For illustration purpose, we will use a pre-trained ASR model from this link. If you want to train your model from scratch, please have a look at Pruned transducer statelessX.
As the initial step, let’s download the pre-trained model.
$ GIT_LFS_SKIP_SMUDGE=1 git clone https://huggingface.co/Zengwei/icefall-asr-librispeech-pruned-transducer-stateless7-streaming-2022-12-29
$ cd icefall-asr-librispeech-pruned-transducer-stateless7-streaming-2022-12-29/exp
$ git lfs pull --include "pretrained.pt"
$ ln -s pretrained.pt epoch-99.pt # create a symbolic link so that the checkpoint can be loaded
$ cd ../data/lang_bpe_500
$ git lfs pull --include bpe.model
$ cd ../../..
To test the model, let’s have a look at the decoding results without using LM. This can be done via the following command:
$ exp_dir=./icefall-asr-librispeech-pruned-transducer-stateless7-streaming-2022-12-29/exp/
$ ./pruned_transducer_stateless7_streaming/decode.py \
--epoch 99 \
--avg 1 \
--use-averaged-model False \
--exp-dir $exp_dir \
--bpe-model ./icefall-asr-librispeech-pruned-transducer-stateless7-streaming-2022-12-29/data/lang_bpe_500/bpe.model \
--max-duration 600 \
--decode-chunk-len 32 \
--decoding-method modified_beam_search
The following WERs are achieved on test-clean and test-other:
$ For test-clean, WER of different settings are:
$ beam_size_4 3.11 best for test-clean
$ For test-other, WER of different settings are:
$ beam_size_4 7.93 best for test-other
These are already good numbers! But we can further improve it by using shallow fusion with external LM. Training a language model usually takes a long time, we can download a pre-trained LM from this link.

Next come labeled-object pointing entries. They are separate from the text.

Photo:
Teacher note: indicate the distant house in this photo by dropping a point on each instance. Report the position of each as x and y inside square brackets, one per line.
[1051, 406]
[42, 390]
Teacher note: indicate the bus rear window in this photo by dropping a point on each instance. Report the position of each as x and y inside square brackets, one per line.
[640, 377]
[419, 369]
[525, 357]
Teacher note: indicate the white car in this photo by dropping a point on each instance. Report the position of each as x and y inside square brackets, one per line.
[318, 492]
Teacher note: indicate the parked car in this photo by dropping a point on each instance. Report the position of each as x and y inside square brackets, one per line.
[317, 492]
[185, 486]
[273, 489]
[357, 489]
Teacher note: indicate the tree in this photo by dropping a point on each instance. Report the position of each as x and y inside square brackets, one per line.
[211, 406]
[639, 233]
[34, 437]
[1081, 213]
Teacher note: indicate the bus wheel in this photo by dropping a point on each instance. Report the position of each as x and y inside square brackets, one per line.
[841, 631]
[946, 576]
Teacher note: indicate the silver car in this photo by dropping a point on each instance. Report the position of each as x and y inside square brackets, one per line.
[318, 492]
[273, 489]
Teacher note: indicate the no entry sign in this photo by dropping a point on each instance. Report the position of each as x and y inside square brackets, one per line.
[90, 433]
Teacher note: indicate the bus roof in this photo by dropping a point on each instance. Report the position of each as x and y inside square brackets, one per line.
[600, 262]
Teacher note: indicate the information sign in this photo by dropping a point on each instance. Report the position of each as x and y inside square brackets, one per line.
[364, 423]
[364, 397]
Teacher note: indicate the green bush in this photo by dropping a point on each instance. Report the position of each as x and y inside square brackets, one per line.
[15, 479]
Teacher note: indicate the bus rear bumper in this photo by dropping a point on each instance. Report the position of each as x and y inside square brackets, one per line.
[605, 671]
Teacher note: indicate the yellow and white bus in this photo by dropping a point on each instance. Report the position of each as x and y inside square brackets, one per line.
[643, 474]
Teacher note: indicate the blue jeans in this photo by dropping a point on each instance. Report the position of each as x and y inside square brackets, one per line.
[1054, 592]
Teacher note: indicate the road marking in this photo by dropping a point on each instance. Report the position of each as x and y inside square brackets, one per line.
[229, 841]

$ # download the external LM
$ GIT_LFS_SKIP_SMUDGE=1 git clone https://huggingface.co/ezerhouni/icefall-librispeech-rnn-lm
$ # create a symbolic link so that the checkpoint can be loaded
$ pushd icefall-librispeech-rnn-lm/exp
$ git lfs pull --include "pretrained.pt"
$ ln -s pretrained.pt epoch-99.pt
$ popd
Note
This is an RNN LM trained on the LibriSpeech text corpus. So it might not be ideal for other corpus. You may also train a RNN LM from scratch. Please refer to this script for training a RNN LM and this script to train a transformer LM.

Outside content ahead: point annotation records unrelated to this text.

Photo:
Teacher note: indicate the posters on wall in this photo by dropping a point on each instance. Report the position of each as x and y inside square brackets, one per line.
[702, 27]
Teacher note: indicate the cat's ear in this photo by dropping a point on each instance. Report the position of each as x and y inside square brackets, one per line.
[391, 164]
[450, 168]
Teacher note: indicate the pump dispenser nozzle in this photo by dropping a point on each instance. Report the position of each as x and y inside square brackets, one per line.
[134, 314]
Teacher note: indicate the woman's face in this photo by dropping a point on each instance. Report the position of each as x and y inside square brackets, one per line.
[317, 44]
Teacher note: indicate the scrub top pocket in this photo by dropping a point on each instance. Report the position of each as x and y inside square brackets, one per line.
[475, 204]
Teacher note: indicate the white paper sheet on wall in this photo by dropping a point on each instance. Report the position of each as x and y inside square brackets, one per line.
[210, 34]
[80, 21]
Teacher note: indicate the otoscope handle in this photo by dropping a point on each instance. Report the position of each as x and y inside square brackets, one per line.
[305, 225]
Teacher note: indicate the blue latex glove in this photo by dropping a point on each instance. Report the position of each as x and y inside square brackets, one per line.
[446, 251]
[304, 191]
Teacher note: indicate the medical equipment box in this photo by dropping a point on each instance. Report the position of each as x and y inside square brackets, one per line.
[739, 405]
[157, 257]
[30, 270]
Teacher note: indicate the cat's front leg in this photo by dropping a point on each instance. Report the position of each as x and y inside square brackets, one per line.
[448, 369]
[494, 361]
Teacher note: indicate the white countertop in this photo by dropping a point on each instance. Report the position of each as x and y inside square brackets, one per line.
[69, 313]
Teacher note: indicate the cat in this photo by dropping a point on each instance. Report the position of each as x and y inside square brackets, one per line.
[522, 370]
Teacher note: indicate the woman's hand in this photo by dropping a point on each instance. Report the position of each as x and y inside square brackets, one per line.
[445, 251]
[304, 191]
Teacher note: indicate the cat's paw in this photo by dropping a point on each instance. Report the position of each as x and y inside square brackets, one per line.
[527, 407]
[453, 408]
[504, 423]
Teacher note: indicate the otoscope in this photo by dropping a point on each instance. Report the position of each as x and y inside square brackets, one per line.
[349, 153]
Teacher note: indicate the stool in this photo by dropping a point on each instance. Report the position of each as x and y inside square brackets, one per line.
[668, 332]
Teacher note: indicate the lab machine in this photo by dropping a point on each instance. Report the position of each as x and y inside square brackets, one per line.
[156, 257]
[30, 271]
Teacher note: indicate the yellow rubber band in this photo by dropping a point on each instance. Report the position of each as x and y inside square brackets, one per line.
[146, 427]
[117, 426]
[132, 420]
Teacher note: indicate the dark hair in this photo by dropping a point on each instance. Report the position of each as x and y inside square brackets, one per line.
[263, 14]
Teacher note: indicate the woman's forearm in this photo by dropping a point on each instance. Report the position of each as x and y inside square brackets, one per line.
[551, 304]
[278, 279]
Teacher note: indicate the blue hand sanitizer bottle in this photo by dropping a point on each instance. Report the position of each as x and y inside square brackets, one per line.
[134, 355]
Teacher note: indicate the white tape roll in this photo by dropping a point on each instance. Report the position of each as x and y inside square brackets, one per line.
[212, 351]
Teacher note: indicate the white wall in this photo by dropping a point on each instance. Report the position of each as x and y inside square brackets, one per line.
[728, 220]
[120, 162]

To use shallow fusion for decoding, we can execute the following command:
$ exp_dir=./icefall-asr-librispeech-pruned-transducer-stateless7-streaming-2022-12-29/exp
$ lm_dir=./icefall-librispeech-rnn-lm/exp
$ lm_scale=0.29
$ ./pruned_transducer_stateless7_streaming/decode.py \
--epoch 99 \
--avg 1 \
--use-averaged-model False \
--beam-size 4 \
--exp-dir $exp_dir \
--max-duration 600 \
--decode-chunk-len 32 \
--decoding-method modified_beam_search_lm_shallow_fusion \
--bpe-model ./icefall-asr-librispeech-pruned-transducer-stateless7-streaming-2022-12-29/data/lang_bpe_500/bpe.model \
--use-shallow-fusion 1 \
--lm-type rnn \
--lm-exp-dir $lm_dir \
--lm-epoch 99 \
--lm-scale $lm_scale \
--lm-avg 1 \
--rnn-lm-embedding-dim 2048 \
--rnn-lm-hidden-dim 2048 \
--rnn-lm-num-layers 3 \
--lm-vocab-size 500
Note that we set --decoding-method modified_beam_search_lm_shallow_fusion
and --use-shallow-fusion True
to use shallow fusion. --lm-type
specifies the type of neural LM we are going to use, you can either choose
between rnn
or transformer
. The following three arguments are associated with the rnn:
--rnn-lm-embedding-dim
The embedding dimension of the RNN LM
--rnn-lm-hidden-dim
The hidden dimension of the RNN LM
--rnn-lm-num-layers
The number of RNN layers in the RNN LM.
The decoding result obtained with the above command are shown below.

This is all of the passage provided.